The deal was that they set prices, and plowed the surplus back into the developed world, which, in turn, was blocked from escaping the orbit of oil. It was a red queen's race: to keep the control of capital in the hands of westerners. Our rich, had to stay ahead of their rich. If one looks back at the direction of the policy, neo-classical thinking in economics, along with neo-imperialist politics, worked perfectly. The problem the West had was very similar to, but not the same as, the late 19th century: to keep an increasingly dissolute elite nominally in charge, while ruling over an increasingly fractious world, with increasingly mobile capital that would, left to itself, bleed all over the globe. And in the end, it will. There will be much more blood.
Looking at neo-classical policy, one can see why the West pursued tax breaks on the wealthy, corporate mergers to consolidate, and unifying the banking system: each step created a bigger hurdle to control. It is harder to get to 51% of 1 large bank, for example, than to 51% in some of several smaller banks. There were choices, but along a spectrum: export oriented balance, such as Germany and Japan, slower growth and less access to energy, in return for more state control as in France, or "Anglo-Capitalism" which was to go full throttle into finance, which as a service could be exported with lower cost to consumption, and manipulated. Each side betrayed the deal: the oil-archies funded terrorism and war, and hobbled growth by insisting on financialization, the west tried to create a bubble and burst cycle which would catch the external investors, first to rush in to the bubble for fear of being left behind, and then in the implosion. Each clean up, however, left both sides at parity again. This was because the western capitalists could have themselves bailed out with taxation and laws that pumped wealth upwards, but the resource barons, as bond holders could dictate the terms of bail outs. 
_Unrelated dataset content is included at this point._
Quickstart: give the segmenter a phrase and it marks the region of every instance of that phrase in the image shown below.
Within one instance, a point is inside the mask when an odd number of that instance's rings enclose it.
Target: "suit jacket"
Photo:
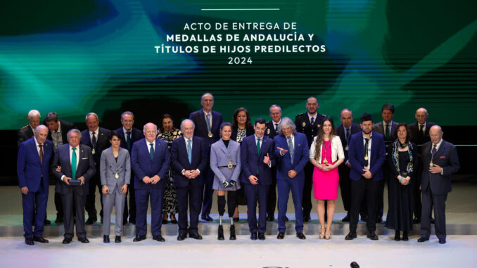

 The two sided race, however took two turns in the late hegemony. One was the collapse of the Soviet Union, which became an exporter of resource deflation in the 1990's, pushing the price of gold to its replacement cost, and the expansion of China, which exported labor deflation, while not yet creating resource inflation. The play that Clinton ran, was to keep western consumption and growth low and slow, using the need of the former Soviet Republics to get cash. The Washington consensus was to keep the dollar strong, and thus a drought around the world, and then bail out nations when needed. It was a course the required a bi-partisan discipline, which was not really present, the Republicans wanted a different play, one that would attempt to assert neo-imperial, or even neo-colonial power. And Iraq was the target. When Bush came to power, the Republican check on a Democratic President, turned into a Republican supercharger to a run away Republican administration.The play: tax cut to bail out the NASDAQ bust, run a housing "owner ship society" that pumped huge amounts of money into consumption, while starving business credit, and invade Iraq to get the oil that would run the suburban sprawl. It takes no great insight into macro-economics to know that pumping consumption over capital - and this includes building capital that can only produce consumption - at low interest rates, would lead to a financial crisis.